L'Europe, une réalité vivante

L'Europe est aujourd'hui une réalité, une maison commune ; c'est un avenir qui est arrivé et, en même temps, un présent en constante évolution. Comme l'a dit Ortega, "l'Europe est un chemin et non une auberge". Il s'agit d'une réalité vivante à laquelle nous participons directement et qui nous touche tous dans de nombreux aspects de notre vie quotidienne, peut-être sans que nous nous en rendions compte, et qui est définie à la perfection dans la devise de l'Union, que nous, les Espagnols, aimons tant : "L'unité dans la diversité".
Outre un contenu économique évident, dans la sphère politique, l'État de droit social et démocratique - de la construction européenne - est fermement ancré et le processus s'est poursuivi jusqu'au traité de Lisbonne, manifestation du principe de continuité, fondé sur les paroles de Robert Schuman : "L'Europe ne se fera pas d'un seul coup, mais dans une construction commune par des réalisations concrètes, créant surtout une solidarité de fait".
Cependant, l'adhésion à l'Union européenne a eu pour conséquence que tous les États lui ont cédé l'exercice de compétences découlant de leurs Constitutions respectives, telles que, ni plus ni moins, la production de règles juridiques qui étaient jusqu'alors réservées à chaque État.
Nous sommes souvent inconscients de l'importance du droit européen dans le développement de notre vie quotidienne.

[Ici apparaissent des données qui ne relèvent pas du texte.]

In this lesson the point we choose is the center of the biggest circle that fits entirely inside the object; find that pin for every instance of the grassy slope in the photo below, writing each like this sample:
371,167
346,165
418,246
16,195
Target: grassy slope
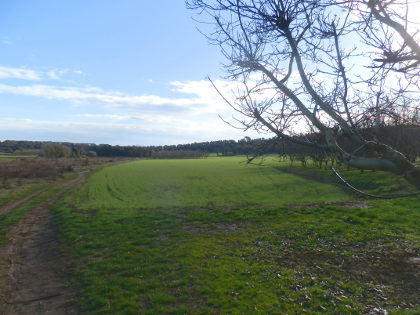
215,235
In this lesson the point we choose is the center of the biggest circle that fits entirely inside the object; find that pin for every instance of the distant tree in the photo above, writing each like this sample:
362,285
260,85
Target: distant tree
54,150
297,64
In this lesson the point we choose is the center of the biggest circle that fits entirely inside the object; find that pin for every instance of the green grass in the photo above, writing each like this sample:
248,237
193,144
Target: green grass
12,156
219,236
212,182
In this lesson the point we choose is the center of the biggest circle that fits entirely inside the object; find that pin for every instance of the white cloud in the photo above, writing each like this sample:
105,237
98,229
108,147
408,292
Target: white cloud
188,111
19,73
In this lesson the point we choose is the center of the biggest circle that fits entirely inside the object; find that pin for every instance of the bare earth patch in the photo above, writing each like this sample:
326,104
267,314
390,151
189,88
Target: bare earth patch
36,274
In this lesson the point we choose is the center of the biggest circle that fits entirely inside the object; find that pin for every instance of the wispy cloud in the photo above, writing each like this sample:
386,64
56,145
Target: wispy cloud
107,98
19,73
34,75
187,111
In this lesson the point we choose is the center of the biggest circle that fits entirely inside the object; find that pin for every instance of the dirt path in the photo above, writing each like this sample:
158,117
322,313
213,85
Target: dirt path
8,207
37,281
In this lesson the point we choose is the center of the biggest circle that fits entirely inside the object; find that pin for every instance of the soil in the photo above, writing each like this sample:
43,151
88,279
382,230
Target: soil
37,280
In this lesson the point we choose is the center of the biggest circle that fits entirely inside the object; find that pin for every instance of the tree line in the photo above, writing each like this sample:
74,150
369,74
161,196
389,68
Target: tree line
404,138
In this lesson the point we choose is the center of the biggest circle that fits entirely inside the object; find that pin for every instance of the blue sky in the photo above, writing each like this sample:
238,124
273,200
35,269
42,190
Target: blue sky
128,72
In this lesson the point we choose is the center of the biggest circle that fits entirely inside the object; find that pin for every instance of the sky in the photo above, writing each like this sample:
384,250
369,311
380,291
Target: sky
128,72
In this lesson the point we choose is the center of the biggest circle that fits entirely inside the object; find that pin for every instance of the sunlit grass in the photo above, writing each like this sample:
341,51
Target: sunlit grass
220,236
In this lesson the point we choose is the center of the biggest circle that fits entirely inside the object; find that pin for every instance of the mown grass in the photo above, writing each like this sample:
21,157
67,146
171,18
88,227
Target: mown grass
10,156
218,236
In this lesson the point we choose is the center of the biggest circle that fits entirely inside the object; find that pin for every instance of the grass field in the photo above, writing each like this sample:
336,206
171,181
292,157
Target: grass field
13,156
218,236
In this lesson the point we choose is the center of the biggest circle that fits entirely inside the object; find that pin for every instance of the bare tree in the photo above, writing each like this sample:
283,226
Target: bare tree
299,69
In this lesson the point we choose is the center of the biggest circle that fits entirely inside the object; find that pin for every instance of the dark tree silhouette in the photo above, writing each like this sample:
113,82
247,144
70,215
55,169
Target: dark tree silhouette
315,67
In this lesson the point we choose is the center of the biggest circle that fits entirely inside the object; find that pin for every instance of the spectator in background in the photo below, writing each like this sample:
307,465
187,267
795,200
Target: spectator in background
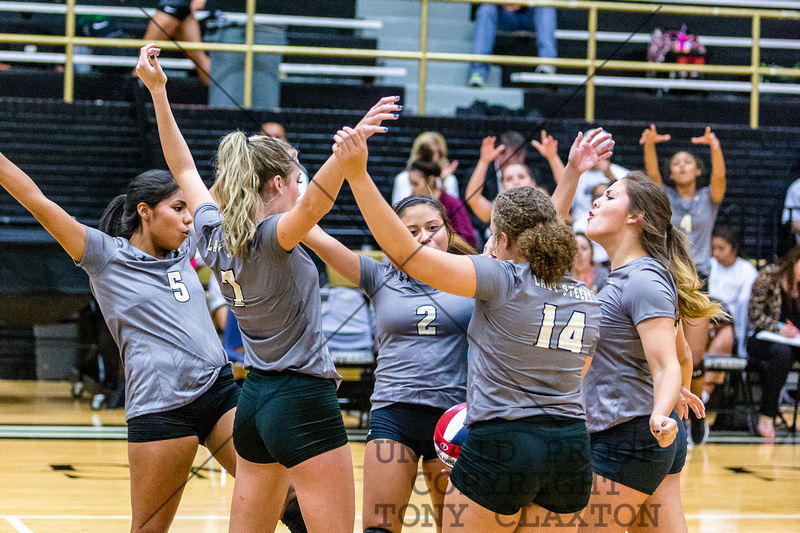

Il n'est pas difficile de voir la répercussion des règlements et directives communautaires dans les textes réglementaires des États, ainsi que dans ceux des différentes régions et dans des domaines aussi pertinents que la fonction publique ou les contrats administratifs.
La réalité est qu'une communauté de droit directement applicable a été créée dans tous les États. Il se trouve que la singularité de l'organisation supranationale consiste dans le fait que, en tant qu'État souverain, elle crée aussi du droit adressé tantôt aux États membres, tantôt aux citoyens de ces États, aux citoyens européens.
La création d'un nouveau système juridique devient donc la principale caractéristique de cette organisation, qui dispose d'une Cour de justice dont la jurisprudence a défendu, dès le départ, la primauté du droit européen sur celui des États membres, en soulignant l'existence d'un système juridique propre intégré dans chaque système juridique et que ce système est contraignant et applicable par et dans les États. C'est ce qui ressort expressément du célèbre arrêt Costa c. Enel du 15 juillet 1964 - qui a examiné le conflit entre les dispositions d'une règle du TCE et une loi italienne postérieure à l'entrée en vigueur du TCE -, dans lequel il a été établi que, contrairement aux traités internationaux ordinaires, le traité instituant la Communauté économique européenne a créé un système juridique propre intégré dans l'ordre juridique des États membres dès l'entrée en vigueur du traité et qui lie leurs tribunaux.
Les États membres ne peuvent donc pas prétendre qu'une de leurs règles, élaborée unilatéralement, bien que postérieurement, devrait primer sur les règles de l'ordre juridique européen, qu'ils ont eux-mêmes créé sur la base de la réciprocité.
On peut dire que les traités communautaires constituent la Charte constitutionnelle de l'Union européenne et, comme c'est le cas pour la Constitution dans l'ordre interne, ils jouissent d'une prévalence sur le reste du droit communautaire et sont également dotés d'une rigidité particulière car la procédure de leur réforme est spéciale.
Et le fait est que le droit communautaire, -le droit européen- déploie tous ses effets de manière uniforme dans tous les Etats membres, constituant une source immédiate de droits et d'obligations pour tous ceux qui sont concernés, qu'ils soient Etats membres ou individus. Le droit européen et le droit national sont considérés comme des systèmes juridiques autonomes, bien qu'intégrés et coordonnés, de sorte que les règles européennes ne sont pas considérées comme supérieures aux lois nationales, mais comme spéciales.
C'est la grande vertu de l'Union européenne : économique, politique et, bien sûr, juridique.